The politics of digital warfare
Computerworld Hong Kong - This year there's a Summer Olympics, a European football contest, and a US presidential election. The Olympics return to London for the first time since 1948, the Euro Cup comes to Poland and Ukraine, and the US election hinges on only a few states as the USA still uses a colonial-era "electoral college" which supersedes the popular vote."
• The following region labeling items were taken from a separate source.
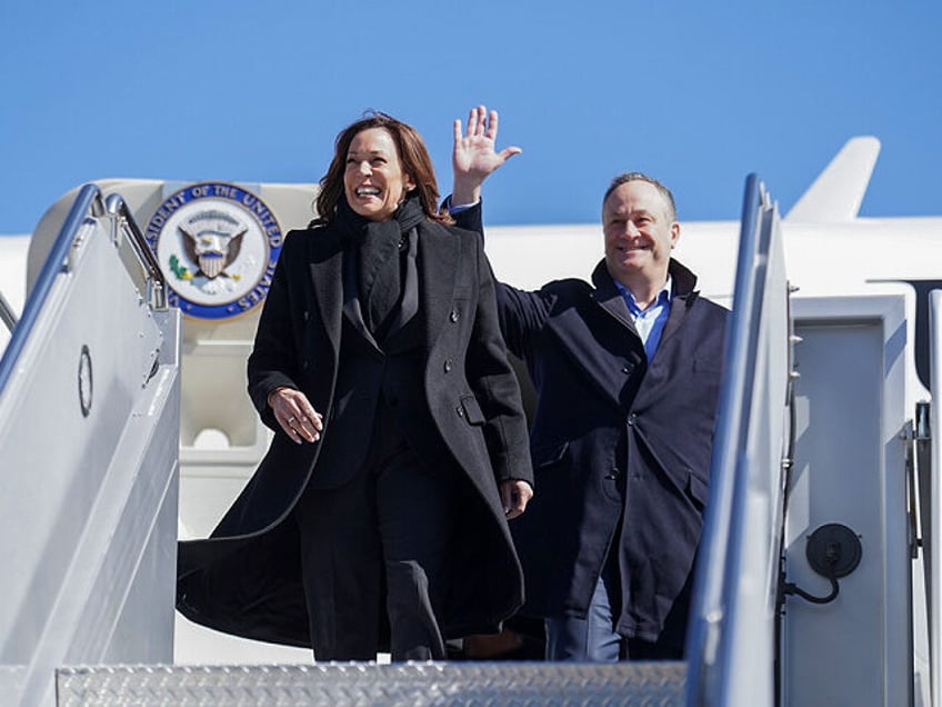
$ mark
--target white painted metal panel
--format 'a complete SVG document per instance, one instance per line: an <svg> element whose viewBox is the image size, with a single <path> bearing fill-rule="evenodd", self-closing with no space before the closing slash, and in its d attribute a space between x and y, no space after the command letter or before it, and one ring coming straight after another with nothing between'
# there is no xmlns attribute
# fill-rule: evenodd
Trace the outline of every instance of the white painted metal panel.
<svg viewBox="0 0 942 707"><path fill-rule="evenodd" d="M788 598L785 705L912 704L906 516L903 296L796 298L795 465L785 524L788 580L830 591L806 538L842 524L862 544L859 567L830 604Z"/></svg>
<svg viewBox="0 0 942 707"><path fill-rule="evenodd" d="M172 659L179 315L100 201L77 223L0 361L3 704L50 704L64 664Z"/></svg>

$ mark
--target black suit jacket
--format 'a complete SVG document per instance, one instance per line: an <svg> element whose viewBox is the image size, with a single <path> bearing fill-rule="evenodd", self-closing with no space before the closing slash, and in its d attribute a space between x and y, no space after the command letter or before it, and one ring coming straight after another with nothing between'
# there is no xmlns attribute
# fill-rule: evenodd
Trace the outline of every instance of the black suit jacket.
<svg viewBox="0 0 942 707"><path fill-rule="evenodd" d="M457 216L481 229L480 207ZM539 495L514 524L524 611L584 617L618 552L618 631L682 646L709 494L728 310L672 260L671 313L653 360L604 261L537 291L498 283L501 329L537 394Z"/></svg>
<svg viewBox="0 0 942 707"><path fill-rule="evenodd" d="M397 410L420 454L445 450L447 459L437 455L450 465L442 472L471 489L455 545L455 590L442 620L447 635L460 636L493 630L522 603L522 574L498 482L532 482L532 467L480 237L424 221L418 229L421 370L412 377L415 385L402 386ZM284 242L249 359L249 394L274 439L212 538L180 544L178 608L198 623L309 645L289 515L308 484L337 487L357 468L319 464L321 445L338 434L332 421L342 365L344 257L343 238L332 226L293 231ZM283 434L267 402L278 386L302 390L324 416L320 442L295 445ZM345 437L362 445L357 435Z"/></svg>

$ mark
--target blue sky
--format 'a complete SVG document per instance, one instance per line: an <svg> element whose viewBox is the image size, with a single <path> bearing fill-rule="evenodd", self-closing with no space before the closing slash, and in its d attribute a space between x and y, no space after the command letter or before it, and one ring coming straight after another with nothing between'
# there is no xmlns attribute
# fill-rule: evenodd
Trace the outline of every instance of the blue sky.
<svg viewBox="0 0 942 707"><path fill-rule="evenodd" d="M491 225L592 222L641 170L682 220L783 211L843 142L882 145L864 216L942 213L942 3L0 0L0 233L111 178L317 181L365 109L415 126L450 189L487 103L514 158Z"/></svg>

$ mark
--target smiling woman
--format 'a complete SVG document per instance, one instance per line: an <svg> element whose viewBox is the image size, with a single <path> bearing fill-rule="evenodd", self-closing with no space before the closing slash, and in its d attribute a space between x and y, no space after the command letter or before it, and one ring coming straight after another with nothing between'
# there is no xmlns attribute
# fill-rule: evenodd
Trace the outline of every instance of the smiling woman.
<svg viewBox="0 0 942 707"><path fill-rule="evenodd" d="M180 544L178 607L318 660L443 659L523 598L508 520L532 469L491 268L394 118L341 131L320 186L249 358L274 439L212 537Z"/></svg>

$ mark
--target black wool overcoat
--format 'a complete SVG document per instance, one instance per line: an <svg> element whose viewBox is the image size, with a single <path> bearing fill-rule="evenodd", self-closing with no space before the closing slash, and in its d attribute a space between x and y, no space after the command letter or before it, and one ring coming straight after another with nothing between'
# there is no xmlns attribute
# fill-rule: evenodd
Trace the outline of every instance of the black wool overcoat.
<svg viewBox="0 0 942 707"><path fill-rule="evenodd" d="M522 570L498 484L532 482L532 467L520 388L508 364L480 236L428 221L418 229L423 366L418 379L423 385L405 391L397 410L418 449L445 450L435 464L449 468L434 472L454 475L468 491L442 617L451 638L497 630L523 601ZM249 364L249 394L274 438L211 537L179 544L178 608L217 630L310 646L291 511L309 484L335 487L354 471L318 465L332 432L342 365L345 252L334 225L288 235ZM283 434L267 404L278 386L303 391L323 415L320 442L295 445ZM410 426L413 421L424 424ZM368 434L364 429L363 438Z"/></svg>
<svg viewBox="0 0 942 707"><path fill-rule="evenodd" d="M481 230L480 207L457 216ZM537 395L537 487L513 526L534 616L584 617L618 554L630 638L682 646L710 488L729 310L671 260L672 305L649 364L605 262L592 282L498 283L508 347Z"/></svg>

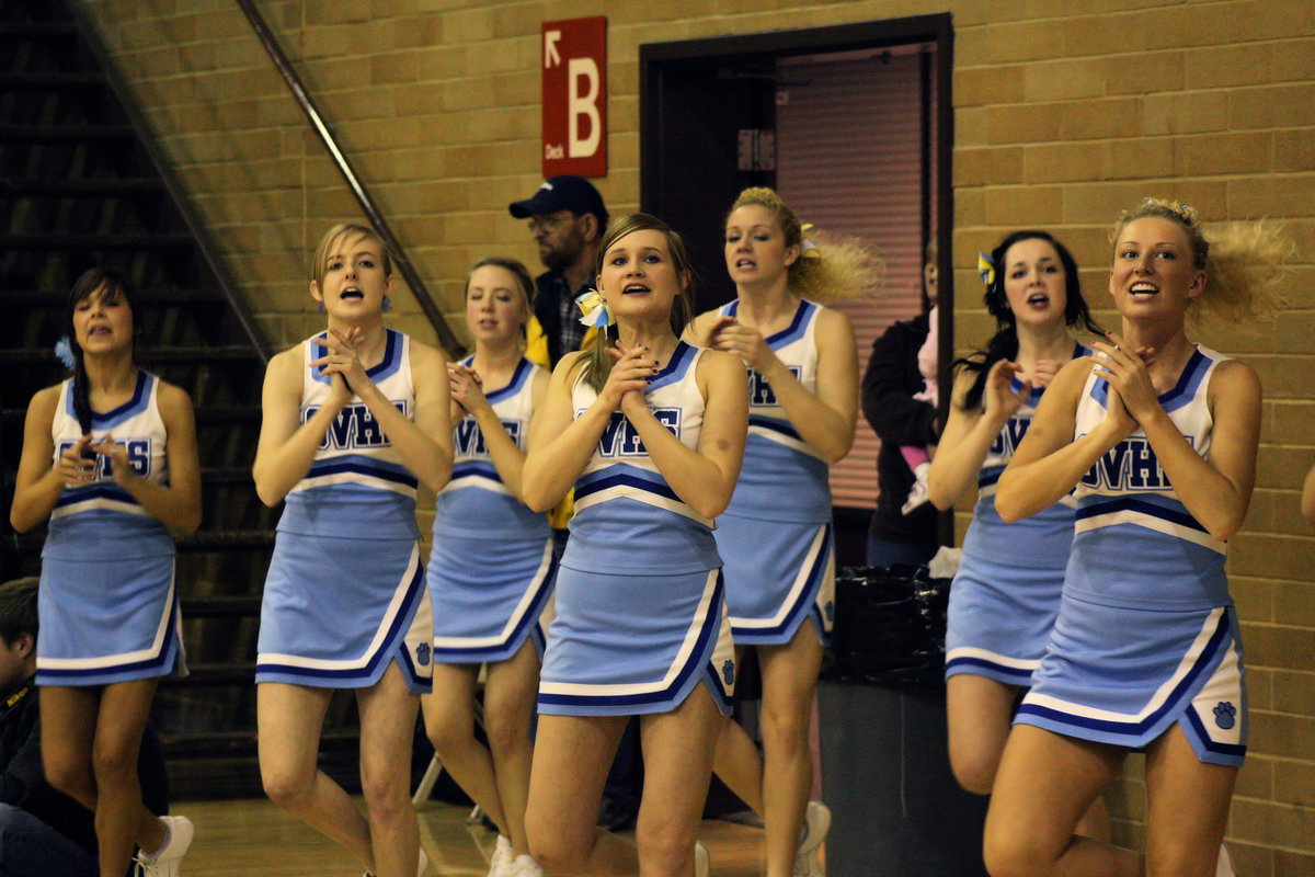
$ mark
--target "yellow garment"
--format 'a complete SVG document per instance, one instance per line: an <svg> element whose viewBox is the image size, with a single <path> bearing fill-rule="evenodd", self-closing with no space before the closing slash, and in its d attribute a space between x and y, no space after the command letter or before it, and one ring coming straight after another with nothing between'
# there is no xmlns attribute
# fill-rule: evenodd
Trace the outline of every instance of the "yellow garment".
<svg viewBox="0 0 1315 877"><path fill-rule="evenodd" d="M588 350L589 344L593 343L594 335L598 334L597 329L589 329L585 333L584 341L580 342L580 350ZM531 363L538 366L548 367L548 337L543 334L543 326L539 325L539 318L530 314L530 322L525 325L525 358ZM548 511L548 523L552 525L554 530L565 530L567 525L571 522L571 515L575 514L575 490L568 490L562 502L556 505L555 509Z"/></svg>

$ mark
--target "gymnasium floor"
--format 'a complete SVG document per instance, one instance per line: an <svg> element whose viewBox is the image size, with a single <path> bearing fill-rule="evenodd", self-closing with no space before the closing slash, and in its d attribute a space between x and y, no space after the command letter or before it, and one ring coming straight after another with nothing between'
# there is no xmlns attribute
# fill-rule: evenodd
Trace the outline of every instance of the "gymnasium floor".
<svg viewBox="0 0 1315 877"><path fill-rule="evenodd" d="M183 861L185 877L360 877L342 849L268 801L187 801L175 806L196 823L196 841ZM430 877L485 877L494 835L467 826L467 810L430 803L419 811L421 843ZM704 823L717 877L757 877L763 832L719 819Z"/></svg>

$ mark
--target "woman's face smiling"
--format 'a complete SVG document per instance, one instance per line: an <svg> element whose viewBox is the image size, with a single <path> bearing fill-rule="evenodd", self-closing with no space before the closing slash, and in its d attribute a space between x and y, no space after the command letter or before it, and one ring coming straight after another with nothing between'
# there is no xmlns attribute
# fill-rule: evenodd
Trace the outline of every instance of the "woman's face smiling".
<svg viewBox="0 0 1315 877"><path fill-rule="evenodd" d="M329 247L323 280L312 281L310 295L331 317L355 320L383 313L384 297L393 289L383 255L379 241L368 234L342 235Z"/></svg>
<svg viewBox="0 0 1315 877"><path fill-rule="evenodd" d="M1064 321L1068 287L1055 245L1026 238L1005 251L1003 263L1005 298L1016 322L1040 326Z"/></svg>
<svg viewBox="0 0 1315 877"><path fill-rule="evenodd" d="M133 309L117 291L101 284L74 305L74 338L91 354L132 347Z"/></svg>
<svg viewBox="0 0 1315 877"><path fill-rule="evenodd" d="M772 281L800 258L798 246L785 246L776 214L761 204L746 204L726 217L726 271L736 284Z"/></svg>
<svg viewBox="0 0 1315 877"><path fill-rule="evenodd" d="M667 320L681 295L667 235L640 229L614 241L604 254L598 292L617 317Z"/></svg>
<svg viewBox="0 0 1315 877"><path fill-rule="evenodd" d="M466 281L466 327L476 341L501 342L521 334L525 295L515 275L496 264L480 266Z"/></svg>
<svg viewBox="0 0 1315 877"><path fill-rule="evenodd" d="M1185 313L1206 287L1191 264L1187 230L1173 220L1145 216L1123 226L1114 242L1110 293L1124 317Z"/></svg>

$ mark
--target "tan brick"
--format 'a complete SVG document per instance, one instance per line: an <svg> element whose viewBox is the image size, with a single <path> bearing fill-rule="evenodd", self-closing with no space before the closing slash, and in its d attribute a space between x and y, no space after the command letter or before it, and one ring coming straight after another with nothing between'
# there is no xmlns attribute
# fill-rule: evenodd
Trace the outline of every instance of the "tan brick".
<svg viewBox="0 0 1315 877"><path fill-rule="evenodd" d="M1307 832L1307 836L1310 832ZM1274 849L1274 877L1311 877L1315 874L1315 855L1293 849Z"/></svg>
<svg viewBox="0 0 1315 877"><path fill-rule="evenodd" d="M1177 50L1139 53L1135 58L1114 55L1103 63L1106 95L1149 95L1184 87L1184 54ZM1197 87L1190 76L1186 82Z"/></svg>
<svg viewBox="0 0 1315 877"><path fill-rule="evenodd" d="M993 185L1022 181L1023 150L955 150L955 185Z"/></svg>
<svg viewBox="0 0 1315 877"><path fill-rule="evenodd" d="M1023 97L1027 101L1101 97L1106 75L1106 62L1094 58L1027 64Z"/></svg>
<svg viewBox="0 0 1315 877"><path fill-rule="evenodd" d="M1315 130L1295 129L1289 131L1274 131L1274 167L1276 171L1312 171L1315 170Z"/></svg>
<svg viewBox="0 0 1315 877"><path fill-rule="evenodd" d="M1060 133L1065 139L1140 134L1143 99L1110 97L1064 104Z"/></svg>
<svg viewBox="0 0 1315 877"><path fill-rule="evenodd" d="M1026 70L1027 64L955 70L955 107L1022 103Z"/></svg>
<svg viewBox="0 0 1315 877"><path fill-rule="evenodd" d="M986 221L992 225L1038 225L1057 222L1063 189L1030 185L988 189Z"/></svg>
<svg viewBox="0 0 1315 877"><path fill-rule="evenodd" d="M1019 104L986 114L988 143L1051 142L1060 137L1063 104Z"/></svg>
<svg viewBox="0 0 1315 877"><path fill-rule="evenodd" d="M1245 43L1190 49L1184 62L1191 88L1264 84L1273 79L1274 46Z"/></svg>
<svg viewBox="0 0 1315 877"><path fill-rule="evenodd" d="M1315 125L1315 84L1235 88L1228 92L1228 126L1294 128Z"/></svg>
<svg viewBox="0 0 1315 877"><path fill-rule="evenodd" d="M1315 79L1315 38L1285 39L1273 43L1273 78L1281 80Z"/></svg>
<svg viewBox="0 0 1315 877"><path fill-rule="evenodd" d="M1228 95L1222 91L1148 95L1141 133L1197 134L1228 128Z"/></svg>
<svg viewBox="0 0 1315 877"><path fill-rule="evenodd" d="M1265 801L1233 801L1230 835L1265 844L1298 847L1310 838L1311 815L1302 807Z"/></svg>
<svg viewBox="0 0 1315 877"><path fill-rule="evenodd" d="M1038 143L1023 149L1024 183L1099 180L1105 176L1103 143ZM1009 183L1013 180L999 180Z"/></svg>

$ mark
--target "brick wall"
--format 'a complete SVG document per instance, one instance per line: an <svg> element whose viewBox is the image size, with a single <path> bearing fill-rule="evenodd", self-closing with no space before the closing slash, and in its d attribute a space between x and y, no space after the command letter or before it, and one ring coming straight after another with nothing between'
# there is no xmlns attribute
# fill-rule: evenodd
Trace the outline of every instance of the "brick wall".
<svg viewBox="0 0 1315 877"><path fill-rule="evenodd" d="M320 318L308 254L355 217L333 166L230 0L85 0L142 109L276 344ZM1289 309L1202 339L1266 389L1260 476L1230 572L1244 623L1252 755L1230 839L1243 873L1315 874L1315 539L1297 489L1315 462L1315 4L1307 0L264 0L260 4L448 320L464 270L537 267L506 204L539 183L539 21L609 17L614 210L639 179L647 42L948 9L955 21L955 251L961 346L984 339L974 254L1019 225L1055 230L1105 308L1118 208L1172 195L1207 220L1285 220L1301 264ZM1090 13L1099 9L1098 13ZM408 293L397 322L433 339ZM1109 310L1098 314L1110 320ZM963 523L963 522L961 522ZM1137 841L1140 763L1114 790Z"/></svg>

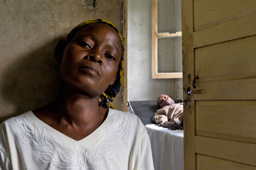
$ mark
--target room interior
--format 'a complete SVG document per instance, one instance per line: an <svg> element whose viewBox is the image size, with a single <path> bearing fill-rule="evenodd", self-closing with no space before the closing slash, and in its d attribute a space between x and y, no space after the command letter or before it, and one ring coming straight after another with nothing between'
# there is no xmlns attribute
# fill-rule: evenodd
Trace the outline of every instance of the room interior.
<svg viewBox="0 0 256 170"><path fill-rule="evenodd" d="M183 78L152 78L156 0L39 1L1 3L0 122L56 97L55 45L77 23L104 18L120 28L126 50L126 80L113 105L144 106L135 113L143 113L155 139L155 169L256 169L256 1L157 1L157 32L182 37L158 38L155 71ZM184 130L153 129L155 101L163 94L184 102Z"/></svg>

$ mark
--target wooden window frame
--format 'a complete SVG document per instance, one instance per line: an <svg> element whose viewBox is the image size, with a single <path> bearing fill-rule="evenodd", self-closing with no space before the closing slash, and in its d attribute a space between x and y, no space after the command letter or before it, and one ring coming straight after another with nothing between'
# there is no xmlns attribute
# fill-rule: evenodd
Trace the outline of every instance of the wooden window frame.
<svg viewBox="0 0 256 170"><path fill-rule="evenodd" d="M158 73L157 66L157 38L158 37L181 37L181 31L175 33L157 32L157 0L151 1L152 77L152 79L182 78L182 72Z"/></svg>

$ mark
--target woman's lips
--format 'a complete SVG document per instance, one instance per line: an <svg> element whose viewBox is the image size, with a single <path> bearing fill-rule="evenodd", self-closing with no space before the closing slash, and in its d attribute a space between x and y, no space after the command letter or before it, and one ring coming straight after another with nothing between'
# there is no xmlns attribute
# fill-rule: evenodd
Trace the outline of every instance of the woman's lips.
<svg viewBox="0 0 256 170"><path fill-rule="evenodd" d="M80 67L81 70L86 72L88 72L100 76L99 71L96 67L91 65L82 66Z"/></svg>

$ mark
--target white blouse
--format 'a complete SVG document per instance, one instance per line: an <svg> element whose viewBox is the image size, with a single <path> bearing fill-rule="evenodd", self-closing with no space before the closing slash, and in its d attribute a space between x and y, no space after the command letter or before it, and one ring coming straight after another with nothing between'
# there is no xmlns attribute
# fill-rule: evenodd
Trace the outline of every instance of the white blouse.
<svg viewBox="0 0 256 170"><path fill-rule="evenodd" d="M0 125L0 169L154 169L139 119L111 109L102 124L79 141L31 111L11 118Z"/></svg>

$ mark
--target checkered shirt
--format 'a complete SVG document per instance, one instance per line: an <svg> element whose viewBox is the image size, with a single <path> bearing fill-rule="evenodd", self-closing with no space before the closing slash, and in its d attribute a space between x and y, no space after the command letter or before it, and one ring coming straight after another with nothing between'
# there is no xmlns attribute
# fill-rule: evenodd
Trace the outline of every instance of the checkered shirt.
<svg viewBox="0 0 256 170"><path fill-rule="evenodd" d="M183 103L166 106L158 110L152 118L152 120L158 123L162 120L176 122L179 125L183 120Z"/></svg>

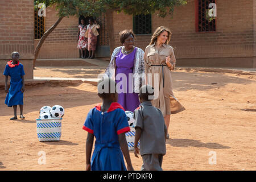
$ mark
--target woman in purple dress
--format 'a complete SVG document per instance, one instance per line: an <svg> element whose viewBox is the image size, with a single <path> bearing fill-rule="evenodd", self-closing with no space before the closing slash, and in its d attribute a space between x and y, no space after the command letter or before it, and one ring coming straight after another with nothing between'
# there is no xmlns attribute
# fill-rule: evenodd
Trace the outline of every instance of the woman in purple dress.
<svg viewBox="0 0 256 182"><path fill-rule="evenodd" d="M114 50L105 73L117 84L118 102L125 110L133 112L140 104L138 94L145 83L144 51L134 46L132 30L124 30L119 36L123 46Z"/></svg>

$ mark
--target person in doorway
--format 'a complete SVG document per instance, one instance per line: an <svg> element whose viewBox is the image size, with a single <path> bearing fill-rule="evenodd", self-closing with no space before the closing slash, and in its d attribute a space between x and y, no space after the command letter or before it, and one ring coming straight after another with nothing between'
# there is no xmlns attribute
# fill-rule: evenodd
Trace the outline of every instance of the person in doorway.
<svg viewBox="0 0 256 182"><path fill-rule="evenodd" d="M100 26L93 18L89 19L89 24L87 26L85 37L88 38L87 49L89 51L89 56L87 58L94 59L95 57L95 51L96 49L97 38L99 35L97 29Z"/></svg>
<svg viewBox="0 0 256 182"><path fill-rule="evenodd" d="M81 20L81 24L79 25L79 32L77 38L78 44L77 48L79 49L80 58L85 59L86 57L86 47L87 46L87 38L85 38L85 34L86 31L86 26L85 26L85 21L82 19Z"/></svg>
This year's Euro Cup features eastern Europe locations--while Ukraine struggles with its public political image, Poland emerges as a player within the EU. Five years ago, I visited the stadium in Warsaw--it was a derelict, overgrown open-pit with rotting bleachers. Dodgy characters offered to sell me bootleg vodka and pirated CDs. Friends told me that handguns and AK-47s were sometimes on offer.
You'll see the same stadium (considerably revamped) soon as a centerpiece for Euro Cup matches. Decades ago, Poland distanced itself from what former US president Ronald Reagan called the "evil empire" (the Soviet Union), then the entire "Iron Curtain" came crashing down suddenly as Western newscasters struggled to pronounce the words "glastnost" and "perestroika"...and the USA lost its favorite arch-enemy.
But now the Euro Cup graces the former turf of the "evil empire," and there's another presidential election Stateside. Former US chief executives could often conjure villains for the electorate--the now-kaput Soviet Union won't do. What now? What appeals to "Generation Facebook"?
What else? "Cyberwarfare." Given the rapid rise of personal-computing power, with resultant gaps in public-understanding of technology, the specter of villains lurking online--ready to crash essential systems in a concerted cyberstrike--holds more appeal than comparing Putin to Stalin.
But a new report has wrenched the cyberwarfare-angle. According to the New York Times, the Stuxnet worm (one of the more sophisticated viruses ever found in the wild) is the result of "a joint US and Israeli effort to target Iran's nuclear program." IDG journalist Jaikumar Vijayan writes that the NYT report "is sure to trigger a sharp increase in state sponsored cyberattacks against American businesses and critical infrastructure targets, security experts warn."
"Alan Paller, director of research at the SANS Institute, said the revelation dramatically alters the cybersecurity landscape," wrote Vijayan. "'We are now going to be the target of massive attacks,' Paller said...'for a long time everything has been under the radar, no one was really sure that the US was practicing this kind of activity. The US has acted like it was an innocent victim' of state-sponsored attacks by other countries, he said."
The damning NYT article details some pithy moments: "'Should we shut this thing down?' Mr Obama asked, according to members of the president's national security team who were in the room."